Дальше по реке помчался пёстрый караван из Покровского. Только в санках теперь рядом с Елизаветой Петровной сидел Михайло. Смеялась цесаревна, блестели прекрасные ровные белоснежные зубы, кисло улыбались, скакавшие по бокам санок щёголи кавалеры.
кричали ряженые возле балаганов.
Уходили зимние праздники. Наступал долгий пост.
Ежели Феофан Прокопович орудием политической борьбы почитал слово, Андрей Иванович Остерман на первое место ставил интригу. Сейчас, в метельный февраль 1730 года, Остерман, хотя и притворялся больным и не выходил из дома, был главным вождём немецкой партии.

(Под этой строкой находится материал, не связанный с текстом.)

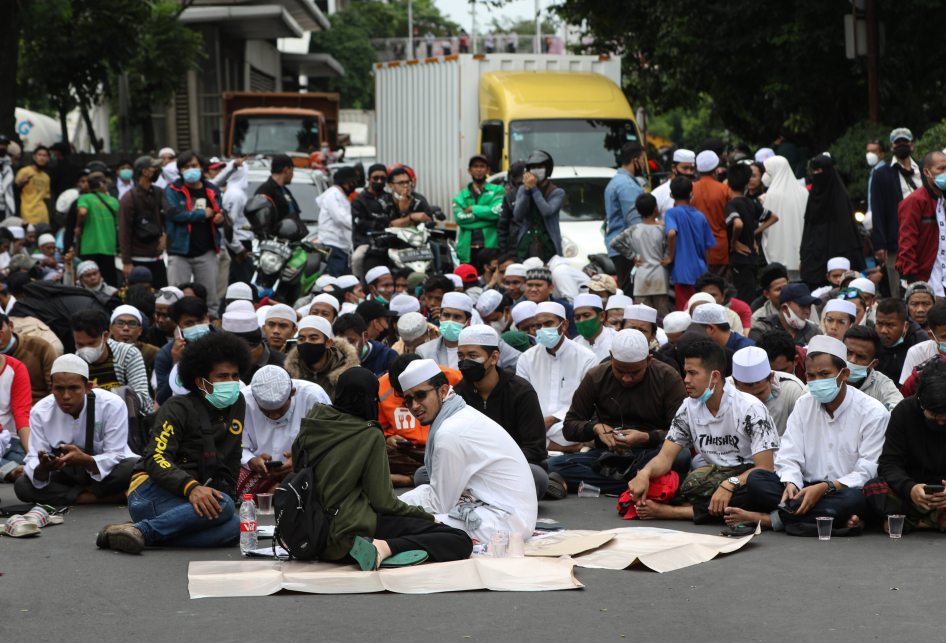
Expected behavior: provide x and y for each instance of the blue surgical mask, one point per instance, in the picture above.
(824, 390)
(225, 394)
(196, 331)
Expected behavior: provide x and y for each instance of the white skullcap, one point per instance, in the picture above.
(750, 364)
(478, 334)
(676, 322)
(239, 290)
(488, 302)
(418, 372)
(282, 311)
(839, 263)
(707, 161)
(346, 281)
(830, 345)
(629, 345)
(240, 305)
(710, 314)
(241, 321)
(522, 311)
(762, 155)
(587, 299)
(318, 323)
(840, 306)
(410, 326)
(640, 312)
(864, 285)
(167, 301)
(125, 310)
(271, 386)
(403, 304)
(457, 301)
(377, 272)
(83, 267)
(516, 270)
(327, 299)
(618, 301)
(684, 156)
(551, 307)
(70, 363)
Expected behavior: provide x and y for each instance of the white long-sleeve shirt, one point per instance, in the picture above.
(555, 379)
(50, 427)
(262, 435)
(473, 452)
(335, 218)
(817, 447)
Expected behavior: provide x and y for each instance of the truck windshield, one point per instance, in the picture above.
(591, 143)
(274, 134)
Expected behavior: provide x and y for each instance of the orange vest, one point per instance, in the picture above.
(396, 419)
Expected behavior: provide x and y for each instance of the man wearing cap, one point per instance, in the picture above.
(275, 408)
(480, 481)
(625, 407)
(589, 322)
(319, 356)
(620, 205)
(476, 210)
(899, 334)
(555, 367)
(829, 451)
(889, 186)
(141, 234)
(793, 315)
(732, 432)
(864, 348)
(753, 375)
(74, 458)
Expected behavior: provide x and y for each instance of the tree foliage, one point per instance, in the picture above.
(769, 67)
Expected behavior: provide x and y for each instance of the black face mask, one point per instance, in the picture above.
(311, 353)
(472, 370)
(902, 151)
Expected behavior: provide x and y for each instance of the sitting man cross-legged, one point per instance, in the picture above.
(733, 432)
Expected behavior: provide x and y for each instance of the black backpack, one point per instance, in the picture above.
(301, 523)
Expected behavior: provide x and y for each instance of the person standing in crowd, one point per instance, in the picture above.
(620, 203)
(34, 185)
(194, 223)
(476, 210)
(538, 205)
(888, 187)
(141, 233)
(830, 228)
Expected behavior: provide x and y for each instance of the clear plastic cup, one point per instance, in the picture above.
(895, 523)
(516, 547)
(265, 503)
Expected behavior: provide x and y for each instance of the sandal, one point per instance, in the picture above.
(19, 527)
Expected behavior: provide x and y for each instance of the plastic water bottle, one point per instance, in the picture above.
(247, 524)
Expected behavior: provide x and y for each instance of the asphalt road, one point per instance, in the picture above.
(59, 587)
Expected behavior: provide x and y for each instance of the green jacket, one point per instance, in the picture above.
(483, 217)
(355, 472)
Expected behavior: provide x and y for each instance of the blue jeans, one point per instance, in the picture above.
(168, 519)
(765, 491)
(576, 467)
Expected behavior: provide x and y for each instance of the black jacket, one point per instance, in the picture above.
(514, 406)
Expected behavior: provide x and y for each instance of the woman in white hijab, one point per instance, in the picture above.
(786, 198)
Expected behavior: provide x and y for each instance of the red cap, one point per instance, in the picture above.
(466, 272)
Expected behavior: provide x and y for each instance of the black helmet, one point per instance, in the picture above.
(539, 157)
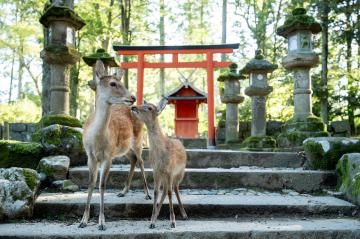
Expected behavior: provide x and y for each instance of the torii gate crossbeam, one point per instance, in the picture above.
(209, 64)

Неслась злая февральская вьюга по кривым московским улицам, заметала балаганы. Великий пост входил в свои права.
В доме перекрещенца Остермана православные посты блюли особенно строго: Андрей Иванович ел репку. Известного скупца ничто так не утешало в его новой религии, как долгие посты. Голодали домочадцы, холопы, обобранные до нитки крестьяне господина вице-канцлера. Но голодал и он сам, и совесть его была чиста.

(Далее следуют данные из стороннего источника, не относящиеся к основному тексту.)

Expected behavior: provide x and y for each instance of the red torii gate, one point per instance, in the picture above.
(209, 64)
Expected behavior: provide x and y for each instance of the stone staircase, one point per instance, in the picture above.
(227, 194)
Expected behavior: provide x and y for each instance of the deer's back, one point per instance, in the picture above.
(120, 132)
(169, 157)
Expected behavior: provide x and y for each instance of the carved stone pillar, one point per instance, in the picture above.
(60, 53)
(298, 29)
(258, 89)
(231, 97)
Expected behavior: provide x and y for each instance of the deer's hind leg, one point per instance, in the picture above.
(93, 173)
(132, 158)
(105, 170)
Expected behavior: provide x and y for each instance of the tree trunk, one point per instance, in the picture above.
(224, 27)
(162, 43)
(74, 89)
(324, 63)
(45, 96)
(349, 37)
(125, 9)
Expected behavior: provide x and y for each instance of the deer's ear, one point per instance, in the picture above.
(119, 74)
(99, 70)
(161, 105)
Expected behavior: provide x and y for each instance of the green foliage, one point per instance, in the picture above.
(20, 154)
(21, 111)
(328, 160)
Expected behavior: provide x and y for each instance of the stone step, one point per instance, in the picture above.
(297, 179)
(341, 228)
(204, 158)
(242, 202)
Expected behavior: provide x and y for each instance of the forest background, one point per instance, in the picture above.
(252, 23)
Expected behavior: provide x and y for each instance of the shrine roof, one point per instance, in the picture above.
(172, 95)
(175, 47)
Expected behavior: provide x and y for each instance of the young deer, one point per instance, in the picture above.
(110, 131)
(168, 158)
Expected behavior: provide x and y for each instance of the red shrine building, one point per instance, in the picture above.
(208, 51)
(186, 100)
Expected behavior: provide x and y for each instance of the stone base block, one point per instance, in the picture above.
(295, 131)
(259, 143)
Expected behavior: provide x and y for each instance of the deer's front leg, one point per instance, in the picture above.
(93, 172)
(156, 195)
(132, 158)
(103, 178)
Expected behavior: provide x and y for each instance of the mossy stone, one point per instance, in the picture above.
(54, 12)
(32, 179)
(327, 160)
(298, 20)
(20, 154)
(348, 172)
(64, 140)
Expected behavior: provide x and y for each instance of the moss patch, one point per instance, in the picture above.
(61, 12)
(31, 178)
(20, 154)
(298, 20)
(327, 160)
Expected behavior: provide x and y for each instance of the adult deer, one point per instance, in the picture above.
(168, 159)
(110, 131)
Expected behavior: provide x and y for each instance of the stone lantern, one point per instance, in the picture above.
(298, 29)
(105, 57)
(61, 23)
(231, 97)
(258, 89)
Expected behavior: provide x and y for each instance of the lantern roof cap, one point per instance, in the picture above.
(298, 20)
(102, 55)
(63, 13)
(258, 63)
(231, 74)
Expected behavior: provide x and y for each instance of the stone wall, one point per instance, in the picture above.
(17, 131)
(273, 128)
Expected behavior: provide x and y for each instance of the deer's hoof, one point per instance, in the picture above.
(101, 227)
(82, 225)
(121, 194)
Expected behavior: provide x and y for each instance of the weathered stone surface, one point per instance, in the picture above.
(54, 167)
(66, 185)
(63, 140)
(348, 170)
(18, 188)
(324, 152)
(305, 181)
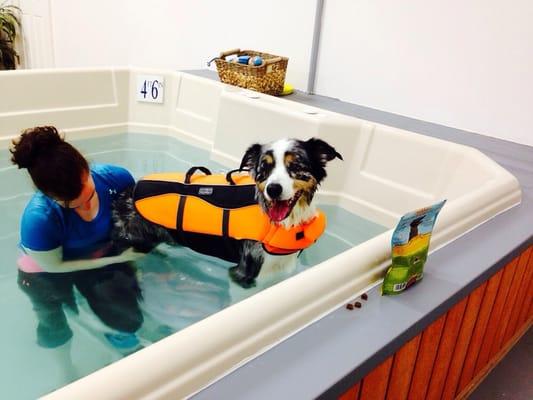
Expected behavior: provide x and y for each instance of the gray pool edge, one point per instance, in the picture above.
(331, 355)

Андрей Иванович в старой лисьей шубе сидел возле плохо вытопленной печки, когда кто-то резко постучал в двери.
Дворецкий ввёл барона Рейнгольда Левенвольде.
Все эти дни барон метался по Москве по поручениям Остермана, и то, что для Остермана представлялось отвлечённым кабинетным делом, для барона было беспокойной действительностью.
У Остермана почти не было сомнений в своём превосходном плане, и оттого он был покоен, наверное зная за собой непреоборимую силу; у барона Рейнгольда сомнений было больше, чем уверенности, потому как, встречаясь всё с новыми людьми, он сталкивался и с теми неожиданностями, которые нарушали превосходный немецкий план. Оттого барон Рейнгольд не был ни силён, ни уверен в себе и часто переходил от безграничного немецкого высокомерия к столь же безграничному и неоправданному отчаянию. Ведь в Верховный тайный совет поступали всё новые дворянские прожекты, и под иными из них, как под прожектом безвестного доныне поручика Грекова, выступившего за сохранение Совета, стояли сотни подписей.
План же Остермана состоял в том, что дворянство подало Анне общее прошение о восстановлении самодержавия и отмене правления верховников. Для того он поддерживал постоянную связь и с кружком Барятинского, и с кружком Черкасского. Чтобы запугать дворян, мечтающих всё ещё о нововведениях, Остерман через своих людей пускал по Москве слухи, что верховники готовы арестовать не десятки, а сотни дворян, не разбирая, какие прожекты те поддерживают.
Но это — одна сторона плана. Вторая его сторона состояла в том, чтобы обезоружить верховных. Именно для того приставил он капитана Альбрехта к Ивану Долгорукому, приказав ему войти в полное доверие к этому майору гвардии. И действительно, в те дни, когда во дворце охраной не командовал князь Иван, его замещал капитан Альбрехт. Так что и эта часть плана была проведена успешно.
Через записочки Остермана, которые Левенвольде с помощью герцогини Мекленбургской передавал во дворец, Анна ведала о ходе всего предприятия. Всё шло успешно, и Остерман полагал уже через день, когда караулом опять будет командовать Альбрехт, прислать во дворец дворянскую депутацию, как вдруг — первое неожиданное известие, привезённое бароном. Дворец окружён вторым кольцом караулов — не гвардейских, а драгунских полков.